# Can't access dictionary



## sound shift

I'm getting this:

Turn on TLS 1.0, TLS 1.1, and TLS 1.2 in Advanced settings and try connecting to *https://www2.wordreference.com * again. If this error persists, it is possible that this site uses an unsupported protocol or cipher suite such as RC4 (link for the details), which is not considered secure. Please contact your site administrator.


----------



## rafajuntoalmar

Hi,

I'm also receiving a security error message when trying to use the dictionary. It seems a problem of configuration.


----------



## sound shift

It seems to be working again now.


----------



## sound shift

I can't access the dictionary. When I try to, the screen shows "There is a problem with this website's security certificate".


----------



## bearded

sound shift said:


> I can't access the dictionary. When I try to, the screen shows "There is a problem with this website's security certificate".

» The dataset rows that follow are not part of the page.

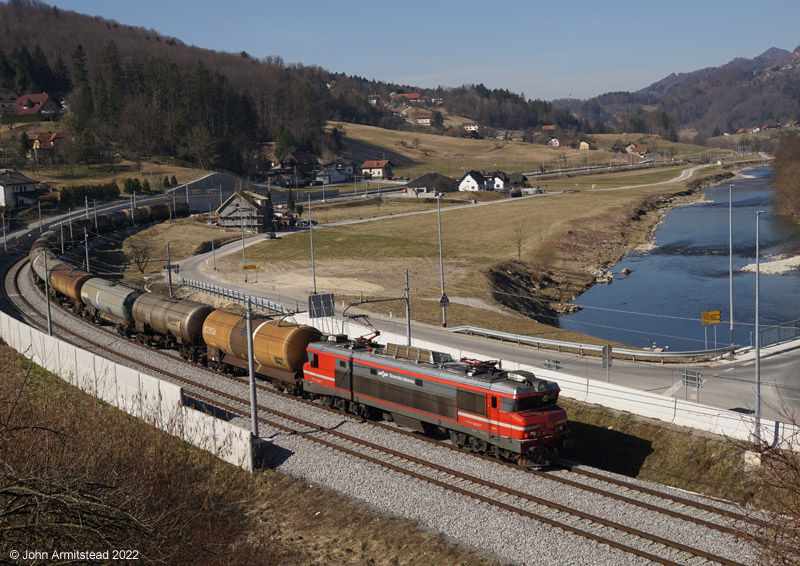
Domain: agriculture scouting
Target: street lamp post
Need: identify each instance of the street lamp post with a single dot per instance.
(441, 257)
(730, 258)
(211, 222)
(758, 335)
(244, 258)
(311, 238)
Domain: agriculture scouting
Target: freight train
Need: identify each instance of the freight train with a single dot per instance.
(512, 415)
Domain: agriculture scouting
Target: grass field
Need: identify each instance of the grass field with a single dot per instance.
(567, 236)
(415, 154)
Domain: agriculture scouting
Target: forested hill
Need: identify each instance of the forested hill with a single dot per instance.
(143, 93)
(743, 93)
(786, 177)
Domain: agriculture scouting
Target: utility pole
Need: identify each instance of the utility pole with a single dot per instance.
(441, 259)
(211, 223)
(311, 238)
(169, 271)
(758, 337)
(244, 259)
(86, 246)
(408, 314)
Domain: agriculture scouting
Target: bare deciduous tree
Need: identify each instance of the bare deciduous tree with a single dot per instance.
(140, 257)
(777, 542)
(519, 234)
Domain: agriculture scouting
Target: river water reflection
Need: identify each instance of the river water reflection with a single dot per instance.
(660, 302)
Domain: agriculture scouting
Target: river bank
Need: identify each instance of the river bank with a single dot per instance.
(591, 251)
(658, 296)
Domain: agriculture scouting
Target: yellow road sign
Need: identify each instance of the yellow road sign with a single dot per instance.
(711, 317)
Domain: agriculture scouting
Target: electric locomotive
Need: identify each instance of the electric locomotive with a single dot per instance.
(507, 414)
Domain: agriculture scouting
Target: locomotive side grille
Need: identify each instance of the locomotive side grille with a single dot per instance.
(399, 394)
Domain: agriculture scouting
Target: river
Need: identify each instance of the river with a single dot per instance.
(660, 302)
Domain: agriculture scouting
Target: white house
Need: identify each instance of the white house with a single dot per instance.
(473, 181)
(380, 169)
(330, 176)
(17, 189)
(498, 181)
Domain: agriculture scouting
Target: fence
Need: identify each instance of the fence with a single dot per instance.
(153, 400)
(234, 295)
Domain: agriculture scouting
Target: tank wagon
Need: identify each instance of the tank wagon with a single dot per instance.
(109, 301)
(168, 322)
(279, 347)
(72, 232)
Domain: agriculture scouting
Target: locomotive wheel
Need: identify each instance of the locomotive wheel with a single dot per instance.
(477, 445)
(458, 438)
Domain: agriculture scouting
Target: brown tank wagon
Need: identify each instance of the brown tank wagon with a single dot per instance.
(277, 345)
(180, 318)
(69, 281)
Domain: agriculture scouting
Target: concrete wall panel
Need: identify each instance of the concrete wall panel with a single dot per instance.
(84, 371)
(67, 370)
(128, 390)
(221, 438)
(51, 361)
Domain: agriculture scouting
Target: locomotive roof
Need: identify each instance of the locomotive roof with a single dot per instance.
(441, 365)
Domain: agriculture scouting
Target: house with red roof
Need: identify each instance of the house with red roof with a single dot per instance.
(49, 142)
(380, 169)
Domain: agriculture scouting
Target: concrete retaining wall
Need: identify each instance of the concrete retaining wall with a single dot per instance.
(153, 400)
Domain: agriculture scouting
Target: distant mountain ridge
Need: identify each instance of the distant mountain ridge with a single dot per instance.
(739, 94)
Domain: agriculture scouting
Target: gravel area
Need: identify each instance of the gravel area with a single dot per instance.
(507, 536)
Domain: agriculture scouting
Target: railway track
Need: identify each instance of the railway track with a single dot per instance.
(649, 546)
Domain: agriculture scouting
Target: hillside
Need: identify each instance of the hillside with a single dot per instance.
(740, 94)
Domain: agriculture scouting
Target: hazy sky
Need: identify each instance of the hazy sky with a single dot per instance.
(547, 50)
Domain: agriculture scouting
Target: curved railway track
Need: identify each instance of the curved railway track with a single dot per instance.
(629, 539)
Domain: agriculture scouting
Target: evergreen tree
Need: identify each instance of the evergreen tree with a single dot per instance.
(6, 72)
(113, 82)
(61, 80)
(290, 201)
(79, 74)
(40, 71)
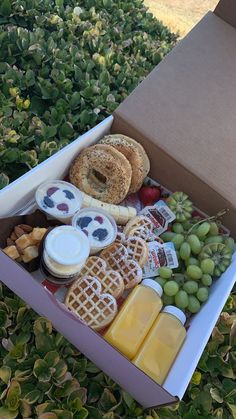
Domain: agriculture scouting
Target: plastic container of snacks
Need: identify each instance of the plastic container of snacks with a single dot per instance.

It's happening to me, too, right now. I think it's just a temporary malfunctioning, as it already happened in the past and was then fixed.


----------



## Agró

Same here.


----------



## DonnyB

I've just started getting it as well.  

On Firefox v.63.0.3 the error message is:
"Your connection is not secure

The owner of www.wordreference.com has configured their website improperly. To protect your information from being stolen, Firefox has not connected to this website."


----------



## sound shift

Is it working again for you, bearded, Agró, Donny? It's working for me.


----------



## DonnyB

It's back to normal for me now, yes.


----------



## bearded

Normal again, thanks.


----------



## Agró

It's working for me, too.


----------